La violencia de las mujeres en este país no cesa

Opinión
/ 14 febrero 2024

La violencia contra las mujeres y las niñas es de las más generalizadas violaciones de derechos humanos en el mundo y también más invisibilizada. Se producen muchos casos cada día en todos los rincones del planeta y de nuestras sociedades. Este tipo de violencia tiene graves consecuencias físicas, económicas y psicológicas sobre las mujeres y las niñas, tanto a corto como a largo plazo, primero porque se les impide participar plenamente y en pie de igualdad en la sociedad, pero también porque los traumas permanecen en el cuerpo de cada una de ellas, por toda la vida.
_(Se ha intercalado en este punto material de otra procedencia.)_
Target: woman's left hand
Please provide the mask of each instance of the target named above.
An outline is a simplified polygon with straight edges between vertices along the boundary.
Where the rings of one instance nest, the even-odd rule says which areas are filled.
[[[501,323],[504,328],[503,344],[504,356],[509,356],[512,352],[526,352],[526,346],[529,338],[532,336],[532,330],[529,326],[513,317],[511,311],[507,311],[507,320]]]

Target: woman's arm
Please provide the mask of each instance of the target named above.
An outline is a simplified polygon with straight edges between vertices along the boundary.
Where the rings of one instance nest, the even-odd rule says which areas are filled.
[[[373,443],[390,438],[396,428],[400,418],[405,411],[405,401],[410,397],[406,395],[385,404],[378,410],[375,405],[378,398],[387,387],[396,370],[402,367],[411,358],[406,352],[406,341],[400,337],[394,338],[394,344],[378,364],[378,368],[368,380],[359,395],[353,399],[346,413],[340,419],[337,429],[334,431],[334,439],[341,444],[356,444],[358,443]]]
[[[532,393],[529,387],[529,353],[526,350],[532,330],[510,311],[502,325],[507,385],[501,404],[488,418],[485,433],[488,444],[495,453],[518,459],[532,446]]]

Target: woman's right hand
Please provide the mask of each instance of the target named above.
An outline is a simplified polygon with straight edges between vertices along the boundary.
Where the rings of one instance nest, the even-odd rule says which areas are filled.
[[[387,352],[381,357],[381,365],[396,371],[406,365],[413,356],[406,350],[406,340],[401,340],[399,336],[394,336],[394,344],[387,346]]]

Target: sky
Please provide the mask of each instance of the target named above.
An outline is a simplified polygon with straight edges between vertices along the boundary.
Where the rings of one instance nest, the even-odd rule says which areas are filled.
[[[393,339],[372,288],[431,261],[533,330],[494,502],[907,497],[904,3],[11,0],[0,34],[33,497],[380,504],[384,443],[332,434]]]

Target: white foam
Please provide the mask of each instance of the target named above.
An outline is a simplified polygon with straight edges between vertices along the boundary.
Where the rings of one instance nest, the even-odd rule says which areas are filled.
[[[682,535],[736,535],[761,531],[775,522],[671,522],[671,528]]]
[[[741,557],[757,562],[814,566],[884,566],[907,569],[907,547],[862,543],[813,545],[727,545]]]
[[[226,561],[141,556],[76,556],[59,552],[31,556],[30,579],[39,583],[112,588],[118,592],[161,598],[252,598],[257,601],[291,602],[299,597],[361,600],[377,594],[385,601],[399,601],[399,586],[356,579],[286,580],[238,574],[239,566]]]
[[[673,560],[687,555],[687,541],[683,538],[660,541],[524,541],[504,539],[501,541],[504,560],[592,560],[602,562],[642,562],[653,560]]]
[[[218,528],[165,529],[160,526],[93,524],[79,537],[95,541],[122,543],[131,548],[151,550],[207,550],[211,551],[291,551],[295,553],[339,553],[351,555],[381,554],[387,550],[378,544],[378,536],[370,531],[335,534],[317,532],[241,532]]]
ONU Mujeres confirma que la magnitud de este impacto en la vida de la sociedad en su conjunto, es inmensa.

La violencia de género se refiere a los actos que se originan en la desigualdad y el abuso de poder. Las diferencias estructurales de poder colocan a niñas y mujeres en situaciones de riesgo frente a múltiples formas de violencia; se les hace daño o se les causa sufrimiento físico, sexual, psicológico, económico, laboral, se les amenaza, se les coacciona, se les priva de su libertad, se les desaparece, se les asesina. Muchas de las veces, madres y padres, lo mismo que otras personas de la familia, o de la comunidad, lo mismo que autoridades estatales, refuerzan la violencia, la toleran y son omisas ante el dolor que viven niñas y mujeres.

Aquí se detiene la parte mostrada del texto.